The project is also a collaborative effort that encompasses multiple data contributors from different parts of the world who have provided entries about places, people, and material from a broad range of archives, i.e. the Library of Congress and the Royal Library. By including these many voices (and more to come) we hope that we can facilitate a multi-layered and multi-temporal reflexive approach to the places we live and inhabit today. We are of course aware that no archive is neutral and this is no exception. The map also carries the traces of our own interaction with the archival material and the people with whom we are in contact.
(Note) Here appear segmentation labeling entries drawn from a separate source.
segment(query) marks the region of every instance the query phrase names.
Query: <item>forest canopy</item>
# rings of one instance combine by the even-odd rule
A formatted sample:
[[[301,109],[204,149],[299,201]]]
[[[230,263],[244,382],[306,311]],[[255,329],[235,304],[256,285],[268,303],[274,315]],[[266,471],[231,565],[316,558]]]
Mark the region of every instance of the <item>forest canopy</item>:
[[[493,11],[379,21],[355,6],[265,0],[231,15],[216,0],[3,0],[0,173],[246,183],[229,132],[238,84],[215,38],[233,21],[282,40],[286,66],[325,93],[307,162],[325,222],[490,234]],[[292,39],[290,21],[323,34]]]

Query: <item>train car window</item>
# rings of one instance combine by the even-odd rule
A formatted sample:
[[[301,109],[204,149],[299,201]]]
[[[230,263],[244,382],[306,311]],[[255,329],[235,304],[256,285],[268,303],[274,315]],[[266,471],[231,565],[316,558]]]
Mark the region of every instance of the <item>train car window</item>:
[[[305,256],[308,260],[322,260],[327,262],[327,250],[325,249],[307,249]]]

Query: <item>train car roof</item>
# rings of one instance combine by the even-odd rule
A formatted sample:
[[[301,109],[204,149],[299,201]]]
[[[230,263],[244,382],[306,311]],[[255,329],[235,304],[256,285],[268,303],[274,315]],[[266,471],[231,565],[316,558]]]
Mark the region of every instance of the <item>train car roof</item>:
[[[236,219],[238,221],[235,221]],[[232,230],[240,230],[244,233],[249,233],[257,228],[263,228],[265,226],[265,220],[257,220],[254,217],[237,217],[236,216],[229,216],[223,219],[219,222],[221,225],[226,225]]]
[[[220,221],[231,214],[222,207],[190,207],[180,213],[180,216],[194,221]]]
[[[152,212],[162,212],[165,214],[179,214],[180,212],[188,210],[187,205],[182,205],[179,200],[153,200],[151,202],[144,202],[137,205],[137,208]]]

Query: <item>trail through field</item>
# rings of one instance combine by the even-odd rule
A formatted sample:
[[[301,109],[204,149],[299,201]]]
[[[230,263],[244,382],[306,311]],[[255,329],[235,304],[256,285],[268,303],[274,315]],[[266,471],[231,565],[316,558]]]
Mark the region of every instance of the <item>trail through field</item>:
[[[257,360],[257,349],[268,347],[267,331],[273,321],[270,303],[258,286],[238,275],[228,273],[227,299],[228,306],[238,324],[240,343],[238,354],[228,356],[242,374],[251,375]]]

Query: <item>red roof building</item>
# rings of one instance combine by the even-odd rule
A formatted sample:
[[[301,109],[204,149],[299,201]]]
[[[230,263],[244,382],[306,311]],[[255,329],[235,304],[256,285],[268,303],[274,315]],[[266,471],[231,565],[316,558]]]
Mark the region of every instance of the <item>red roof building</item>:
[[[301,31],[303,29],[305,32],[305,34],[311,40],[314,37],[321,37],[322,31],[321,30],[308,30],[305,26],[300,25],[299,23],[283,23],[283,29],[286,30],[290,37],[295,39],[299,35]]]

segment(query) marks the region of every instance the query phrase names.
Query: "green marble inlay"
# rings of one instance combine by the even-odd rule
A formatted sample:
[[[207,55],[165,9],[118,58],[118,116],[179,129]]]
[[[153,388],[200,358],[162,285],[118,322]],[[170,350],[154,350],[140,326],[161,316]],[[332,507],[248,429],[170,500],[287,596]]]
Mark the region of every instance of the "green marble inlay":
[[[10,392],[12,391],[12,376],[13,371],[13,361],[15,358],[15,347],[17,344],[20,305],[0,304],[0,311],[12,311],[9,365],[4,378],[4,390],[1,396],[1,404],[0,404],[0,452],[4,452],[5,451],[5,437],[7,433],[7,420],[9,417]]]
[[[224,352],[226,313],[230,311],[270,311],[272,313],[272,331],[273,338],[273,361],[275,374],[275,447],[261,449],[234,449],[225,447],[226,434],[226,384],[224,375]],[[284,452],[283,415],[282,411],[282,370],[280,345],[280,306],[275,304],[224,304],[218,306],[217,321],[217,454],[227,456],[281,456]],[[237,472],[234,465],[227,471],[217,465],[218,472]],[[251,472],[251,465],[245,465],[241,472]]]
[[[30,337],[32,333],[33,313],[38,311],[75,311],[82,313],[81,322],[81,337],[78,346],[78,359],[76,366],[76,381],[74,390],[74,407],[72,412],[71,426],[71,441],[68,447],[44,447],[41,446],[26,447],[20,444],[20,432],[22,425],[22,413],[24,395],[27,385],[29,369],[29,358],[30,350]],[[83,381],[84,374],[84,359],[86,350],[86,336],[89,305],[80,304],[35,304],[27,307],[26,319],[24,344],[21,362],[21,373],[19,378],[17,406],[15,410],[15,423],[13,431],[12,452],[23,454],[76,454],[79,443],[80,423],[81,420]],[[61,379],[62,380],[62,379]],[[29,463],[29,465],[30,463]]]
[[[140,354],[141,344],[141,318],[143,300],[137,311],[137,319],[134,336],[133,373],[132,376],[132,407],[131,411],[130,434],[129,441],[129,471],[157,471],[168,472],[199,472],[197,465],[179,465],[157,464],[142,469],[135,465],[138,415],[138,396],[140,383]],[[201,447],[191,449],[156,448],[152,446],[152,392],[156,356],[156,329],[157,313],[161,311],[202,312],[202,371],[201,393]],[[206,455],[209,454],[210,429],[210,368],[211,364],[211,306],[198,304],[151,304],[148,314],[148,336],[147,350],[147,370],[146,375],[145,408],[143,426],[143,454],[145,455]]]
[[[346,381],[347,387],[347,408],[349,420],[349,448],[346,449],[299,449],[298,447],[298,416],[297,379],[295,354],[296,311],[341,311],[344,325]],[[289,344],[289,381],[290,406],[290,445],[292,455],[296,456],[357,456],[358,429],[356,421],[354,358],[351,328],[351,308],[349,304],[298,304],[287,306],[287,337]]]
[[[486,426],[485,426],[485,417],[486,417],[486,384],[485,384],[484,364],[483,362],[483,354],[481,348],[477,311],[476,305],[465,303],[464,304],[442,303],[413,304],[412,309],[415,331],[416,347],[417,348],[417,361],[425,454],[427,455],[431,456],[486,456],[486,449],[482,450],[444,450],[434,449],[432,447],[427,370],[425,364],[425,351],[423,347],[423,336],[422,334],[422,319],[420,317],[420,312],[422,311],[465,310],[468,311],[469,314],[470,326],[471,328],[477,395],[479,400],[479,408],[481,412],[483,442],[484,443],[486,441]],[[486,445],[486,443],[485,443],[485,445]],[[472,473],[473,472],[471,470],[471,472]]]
Prototyping and Counter-mapping
In many ways this project was always already a failed one. As the gridded town plan of St. Croix (USVI) clearly demonstrates, the map is also a colonial way of seeing and inhabiting space. And our own biases, even those of which we are unaware, produce blind spots on the map. The stories presented on this map express partial views, fragments of stories, with no intention of claiming objectivity. Instead they attest to the complexity of daily life and of historicizing. They are, rather, expressions directly related to our situated interaction with the historic and archival material at our disposal, here and now. However, taking failure as a productive process, it is our hope that we can glean meaningful conversations from the project about the inherent difficulties of working with contested digital archival material such as this.
Taking center stage, then, are the unfolding relations between people and places across time, in an experiment of prototyping and counter-mapping. This prototyping works with some inbuilt assumptions, that history is still working in the present and is shaped by our continuous engagement with it. Moreover, that there is an inbuilt political choice in seeking to counteract the dominant form of present-day Danish accounts that claim engagement with the USVI is ‘a thing of the past.’ As such we are inspired by scholars who critically engage with newly-digitized material from the Danish West Indies, most notably: Temi Odumosu, Katrine Dirkinck-Holmfeldt, Mette Kia Krabbe Meyer, Mathias Danbolt and others.
Incentives and Involvement
Mapping a Colony is first and foremost a digital humanities project, funded by Europeana, which consists of an ongoing exploration of the traces, influences and consequences of Danish slavery and colonial cultural memory. The project is collaborative in form because it brings together contributions from people living in the USVI, Denmark and elsewhere, representing various knowledge fields.
By curating data from various sources and presenting it through an alternative digital mapping, we hope that the project will help shed light on the Danish-USVI colonial past and bring forward yet undiscovered links and voices from the past and present, history and memory, culture and economy. We hope our work also serves educational purposes with regard to framing the ethics of analyzing, mapping, visualizing and designing digital interactions with archival material.
The project’s incentive is to discuss the cultural and ethical potential of archival use and reuse. While mass digitization opens up the circulation and distribution of digital images and archival records, it also gives rise to new ethical, political and methodological questions concerning the re-use of such material. The project’s production process confirms a need for ongoing discussion of these questions.